Assemblyman Allan R. Mansoor’s piece in the Orange County Register, Axing E-Zone tax credits a contract breach, highlights that the Governor’s proposed “reforms” of the Enterprise Zone Program “are just another billion-dollar tax increase on businesses.” He continues to explain that, “higher taxes cause businesses to leave California, taking jobs with them… If we eliminate these tax credits, we may be jeopardizing the long-term viability of businesses that depended on these incentives when they decided to locate in an Enterprise Zone.”
Additionally, the opinion editorial reminds readers “the Legislative Analyst’s Office articulated that retroactively taking tax credits already earned will have a chilling effect on business investment in California. A proposal that artificially limits a business’ ability to use the promised tax incentives for locating in an economically challenged community in the state is inconceivable at this time.”
Moreover, Mansoor points out that the proposal “ignores the role of job retention as a major contributor to getting our economy back on track and expanding investing and jobs in hard hit areas of California. The enterprise zone program is specifically designed to provide incentives for retention, attraction and expansion. In areas with a net decrease of jobs, a job retained is as good as a job created.”
Similarly, an opinion editorial from Assemblyman Paul Cook, Enterprise Zones Equal Area Jobs, also highlights that the Governor’s proposal “will result in lost job opportunities for the people who need the program most.” He continues to note “Enterprise Zones serve economically distressed areas by providing lower levels of taxation for businesses, stimulating investment and job creation.”
Senate Republican Leader Bob Dutton also voiced his support of the Enterprise Zone program saying that “enterprise zones are proven job creators, help small businesses expand and save the state’s general fund millions of dollars each year,” in an article titled Enterprise zones work; don’t mess with them.
The opinion piece continues to highlight that “enterprise zones empower people by giving them a private-sector job, taking them off taxpayer-funded services and giving them long-term job stability…[and] by getting people back to work and off unemployment and food stamps, the enterprise-zone program actually saves the state more than $120 million each year.”

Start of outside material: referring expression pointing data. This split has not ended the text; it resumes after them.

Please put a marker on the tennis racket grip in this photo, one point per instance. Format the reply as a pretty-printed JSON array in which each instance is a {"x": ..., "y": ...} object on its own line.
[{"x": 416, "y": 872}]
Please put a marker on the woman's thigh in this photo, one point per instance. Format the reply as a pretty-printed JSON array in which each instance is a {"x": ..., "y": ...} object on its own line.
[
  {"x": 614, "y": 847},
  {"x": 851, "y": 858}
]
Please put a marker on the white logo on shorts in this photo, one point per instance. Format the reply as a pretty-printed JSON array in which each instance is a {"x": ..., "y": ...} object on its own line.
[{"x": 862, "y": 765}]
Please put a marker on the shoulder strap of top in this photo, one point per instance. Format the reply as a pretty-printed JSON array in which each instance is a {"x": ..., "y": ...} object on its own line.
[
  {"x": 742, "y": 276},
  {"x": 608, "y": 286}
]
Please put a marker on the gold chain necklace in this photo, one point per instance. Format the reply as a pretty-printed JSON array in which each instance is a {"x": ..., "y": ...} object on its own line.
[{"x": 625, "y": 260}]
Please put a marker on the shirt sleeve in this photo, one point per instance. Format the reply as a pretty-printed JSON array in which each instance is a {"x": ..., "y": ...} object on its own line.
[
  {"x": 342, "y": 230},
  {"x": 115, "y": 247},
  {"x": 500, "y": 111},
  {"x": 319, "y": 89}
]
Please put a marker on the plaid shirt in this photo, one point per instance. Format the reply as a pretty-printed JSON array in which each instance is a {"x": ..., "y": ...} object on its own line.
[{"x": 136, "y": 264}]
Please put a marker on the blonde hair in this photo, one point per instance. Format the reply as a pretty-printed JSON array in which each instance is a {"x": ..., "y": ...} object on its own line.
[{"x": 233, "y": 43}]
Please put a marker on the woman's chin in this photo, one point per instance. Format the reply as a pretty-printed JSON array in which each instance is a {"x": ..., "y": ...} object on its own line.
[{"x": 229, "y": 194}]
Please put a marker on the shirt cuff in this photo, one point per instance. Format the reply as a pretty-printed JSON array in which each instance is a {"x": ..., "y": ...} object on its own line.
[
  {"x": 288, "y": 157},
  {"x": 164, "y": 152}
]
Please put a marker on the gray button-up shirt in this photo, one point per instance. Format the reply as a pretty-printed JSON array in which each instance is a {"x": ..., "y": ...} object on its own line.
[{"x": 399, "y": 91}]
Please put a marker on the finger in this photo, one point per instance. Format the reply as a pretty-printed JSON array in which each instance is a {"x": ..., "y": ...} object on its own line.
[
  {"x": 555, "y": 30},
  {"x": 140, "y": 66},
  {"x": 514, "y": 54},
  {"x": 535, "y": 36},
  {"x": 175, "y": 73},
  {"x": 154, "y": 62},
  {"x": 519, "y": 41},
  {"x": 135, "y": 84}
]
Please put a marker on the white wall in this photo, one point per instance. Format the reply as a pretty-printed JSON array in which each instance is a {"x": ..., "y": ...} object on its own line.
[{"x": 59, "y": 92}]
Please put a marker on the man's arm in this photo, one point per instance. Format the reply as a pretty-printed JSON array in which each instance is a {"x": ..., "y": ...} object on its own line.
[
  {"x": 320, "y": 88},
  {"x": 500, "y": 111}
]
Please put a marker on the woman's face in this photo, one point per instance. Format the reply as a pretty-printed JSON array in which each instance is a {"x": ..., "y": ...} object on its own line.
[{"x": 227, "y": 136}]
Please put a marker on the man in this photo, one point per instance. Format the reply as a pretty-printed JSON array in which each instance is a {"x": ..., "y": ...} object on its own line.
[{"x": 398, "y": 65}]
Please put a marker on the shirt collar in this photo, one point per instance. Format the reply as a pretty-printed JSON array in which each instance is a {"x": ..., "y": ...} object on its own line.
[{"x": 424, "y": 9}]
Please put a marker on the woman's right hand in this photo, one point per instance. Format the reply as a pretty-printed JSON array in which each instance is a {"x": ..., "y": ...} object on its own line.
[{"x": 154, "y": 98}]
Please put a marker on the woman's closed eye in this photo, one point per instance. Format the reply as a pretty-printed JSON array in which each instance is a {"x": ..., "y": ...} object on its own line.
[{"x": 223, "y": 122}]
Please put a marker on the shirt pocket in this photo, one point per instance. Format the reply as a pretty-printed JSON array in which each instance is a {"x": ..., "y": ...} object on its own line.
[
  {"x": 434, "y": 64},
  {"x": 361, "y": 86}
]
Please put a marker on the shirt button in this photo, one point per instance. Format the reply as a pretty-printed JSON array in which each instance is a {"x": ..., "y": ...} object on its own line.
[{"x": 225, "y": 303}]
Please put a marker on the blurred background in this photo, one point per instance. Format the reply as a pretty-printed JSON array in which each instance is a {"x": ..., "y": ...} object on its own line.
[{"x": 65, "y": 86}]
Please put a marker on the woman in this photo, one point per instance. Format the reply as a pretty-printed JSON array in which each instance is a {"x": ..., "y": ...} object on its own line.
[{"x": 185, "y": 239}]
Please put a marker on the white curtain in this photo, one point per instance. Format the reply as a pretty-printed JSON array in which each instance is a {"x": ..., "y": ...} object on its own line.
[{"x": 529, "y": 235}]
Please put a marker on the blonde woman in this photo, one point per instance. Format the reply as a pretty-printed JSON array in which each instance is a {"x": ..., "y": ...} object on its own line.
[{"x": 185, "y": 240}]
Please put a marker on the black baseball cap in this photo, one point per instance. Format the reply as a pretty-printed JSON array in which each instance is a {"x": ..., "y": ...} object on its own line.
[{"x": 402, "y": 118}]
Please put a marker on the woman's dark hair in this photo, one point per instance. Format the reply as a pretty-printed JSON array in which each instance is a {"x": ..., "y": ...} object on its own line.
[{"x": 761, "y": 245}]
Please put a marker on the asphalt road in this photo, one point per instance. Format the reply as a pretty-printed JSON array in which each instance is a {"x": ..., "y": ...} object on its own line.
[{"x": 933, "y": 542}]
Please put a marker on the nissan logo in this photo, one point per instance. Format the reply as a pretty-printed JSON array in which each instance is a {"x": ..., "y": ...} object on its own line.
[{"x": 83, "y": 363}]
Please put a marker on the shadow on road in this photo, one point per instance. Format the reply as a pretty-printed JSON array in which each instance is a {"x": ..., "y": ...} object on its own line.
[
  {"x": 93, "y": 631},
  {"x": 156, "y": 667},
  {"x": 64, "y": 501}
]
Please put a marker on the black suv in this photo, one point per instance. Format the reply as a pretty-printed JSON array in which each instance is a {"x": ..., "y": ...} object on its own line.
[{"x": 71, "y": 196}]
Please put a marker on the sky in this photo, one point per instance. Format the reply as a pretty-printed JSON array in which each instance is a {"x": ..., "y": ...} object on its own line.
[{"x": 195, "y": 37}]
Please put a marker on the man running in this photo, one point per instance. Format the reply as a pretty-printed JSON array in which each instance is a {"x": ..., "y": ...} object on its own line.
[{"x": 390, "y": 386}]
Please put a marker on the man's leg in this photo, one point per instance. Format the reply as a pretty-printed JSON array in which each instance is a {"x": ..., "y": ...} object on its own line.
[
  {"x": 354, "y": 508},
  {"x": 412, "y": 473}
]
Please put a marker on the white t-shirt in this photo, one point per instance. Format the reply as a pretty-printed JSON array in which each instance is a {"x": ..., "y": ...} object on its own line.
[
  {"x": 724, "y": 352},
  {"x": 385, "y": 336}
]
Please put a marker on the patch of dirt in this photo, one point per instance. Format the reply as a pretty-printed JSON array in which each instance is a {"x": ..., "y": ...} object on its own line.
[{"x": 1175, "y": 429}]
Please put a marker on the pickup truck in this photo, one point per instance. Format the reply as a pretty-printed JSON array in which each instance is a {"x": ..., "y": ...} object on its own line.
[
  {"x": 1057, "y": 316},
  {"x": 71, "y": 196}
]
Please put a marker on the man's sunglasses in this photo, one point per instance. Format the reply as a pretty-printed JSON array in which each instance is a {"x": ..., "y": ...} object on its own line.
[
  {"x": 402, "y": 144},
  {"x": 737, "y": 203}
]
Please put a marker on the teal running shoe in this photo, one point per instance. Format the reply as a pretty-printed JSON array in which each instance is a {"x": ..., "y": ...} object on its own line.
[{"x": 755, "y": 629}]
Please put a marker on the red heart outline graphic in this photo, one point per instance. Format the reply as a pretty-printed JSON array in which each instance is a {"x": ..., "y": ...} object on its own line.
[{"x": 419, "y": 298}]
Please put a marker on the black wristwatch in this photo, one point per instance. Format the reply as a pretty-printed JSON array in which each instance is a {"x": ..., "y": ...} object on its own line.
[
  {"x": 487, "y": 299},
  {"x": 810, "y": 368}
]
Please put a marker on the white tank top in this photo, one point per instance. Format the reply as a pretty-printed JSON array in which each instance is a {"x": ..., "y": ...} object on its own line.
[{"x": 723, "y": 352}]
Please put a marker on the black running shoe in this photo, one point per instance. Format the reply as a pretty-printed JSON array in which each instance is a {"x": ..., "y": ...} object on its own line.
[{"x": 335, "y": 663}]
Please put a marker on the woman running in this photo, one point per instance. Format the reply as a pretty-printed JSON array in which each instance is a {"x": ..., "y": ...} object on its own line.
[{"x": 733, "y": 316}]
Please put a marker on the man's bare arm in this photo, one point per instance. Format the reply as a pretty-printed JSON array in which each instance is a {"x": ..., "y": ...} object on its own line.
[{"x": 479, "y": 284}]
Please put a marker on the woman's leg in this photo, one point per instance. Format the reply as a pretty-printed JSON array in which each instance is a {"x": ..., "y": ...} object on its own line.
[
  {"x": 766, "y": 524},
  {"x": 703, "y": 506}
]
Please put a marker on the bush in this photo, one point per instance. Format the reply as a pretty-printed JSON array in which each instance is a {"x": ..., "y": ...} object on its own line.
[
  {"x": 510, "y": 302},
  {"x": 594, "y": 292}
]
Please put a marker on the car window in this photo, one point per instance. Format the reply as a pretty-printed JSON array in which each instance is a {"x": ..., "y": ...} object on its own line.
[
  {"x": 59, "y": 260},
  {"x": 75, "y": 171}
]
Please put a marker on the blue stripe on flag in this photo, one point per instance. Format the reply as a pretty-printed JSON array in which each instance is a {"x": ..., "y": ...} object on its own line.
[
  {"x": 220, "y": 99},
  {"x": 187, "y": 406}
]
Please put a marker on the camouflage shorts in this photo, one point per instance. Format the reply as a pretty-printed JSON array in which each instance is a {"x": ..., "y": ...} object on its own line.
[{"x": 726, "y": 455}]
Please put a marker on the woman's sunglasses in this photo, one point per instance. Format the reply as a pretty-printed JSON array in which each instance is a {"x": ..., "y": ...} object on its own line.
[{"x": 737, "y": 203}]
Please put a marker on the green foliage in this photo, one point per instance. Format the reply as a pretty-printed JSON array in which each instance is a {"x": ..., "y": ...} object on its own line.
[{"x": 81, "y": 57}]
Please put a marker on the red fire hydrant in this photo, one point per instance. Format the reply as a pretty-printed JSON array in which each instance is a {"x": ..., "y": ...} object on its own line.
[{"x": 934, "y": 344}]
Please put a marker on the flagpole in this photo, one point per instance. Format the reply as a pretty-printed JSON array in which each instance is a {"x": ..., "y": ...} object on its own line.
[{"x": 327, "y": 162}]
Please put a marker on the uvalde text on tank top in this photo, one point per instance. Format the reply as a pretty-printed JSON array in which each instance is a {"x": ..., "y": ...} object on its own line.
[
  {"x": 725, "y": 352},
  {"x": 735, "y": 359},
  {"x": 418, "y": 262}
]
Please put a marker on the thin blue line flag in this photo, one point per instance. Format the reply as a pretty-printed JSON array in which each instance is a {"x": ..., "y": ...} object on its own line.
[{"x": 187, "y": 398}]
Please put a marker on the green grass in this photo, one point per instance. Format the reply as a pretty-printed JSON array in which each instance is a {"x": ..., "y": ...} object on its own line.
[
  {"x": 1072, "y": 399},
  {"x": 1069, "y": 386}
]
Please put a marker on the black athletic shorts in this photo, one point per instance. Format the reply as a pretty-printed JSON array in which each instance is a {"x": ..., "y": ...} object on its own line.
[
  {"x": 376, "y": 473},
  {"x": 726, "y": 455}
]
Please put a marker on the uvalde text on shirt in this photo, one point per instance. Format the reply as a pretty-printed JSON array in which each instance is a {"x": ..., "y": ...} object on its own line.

California’s Enterprise Zone Program is one of the State’s most effective efforts to create jobs and reduce poverty. Undermining the program would be devastating to the very communities it was designed to benefit.
Weakening the Enterprise Zone Program will harm the very communities that are hurting the most in this recession and would amount to an increased tax on businesses. Both the original attempt to repeal the tax credits and the current proposal to gut it are illegal because it would violate the Due Process and Contracts clauses of the United States Constitution.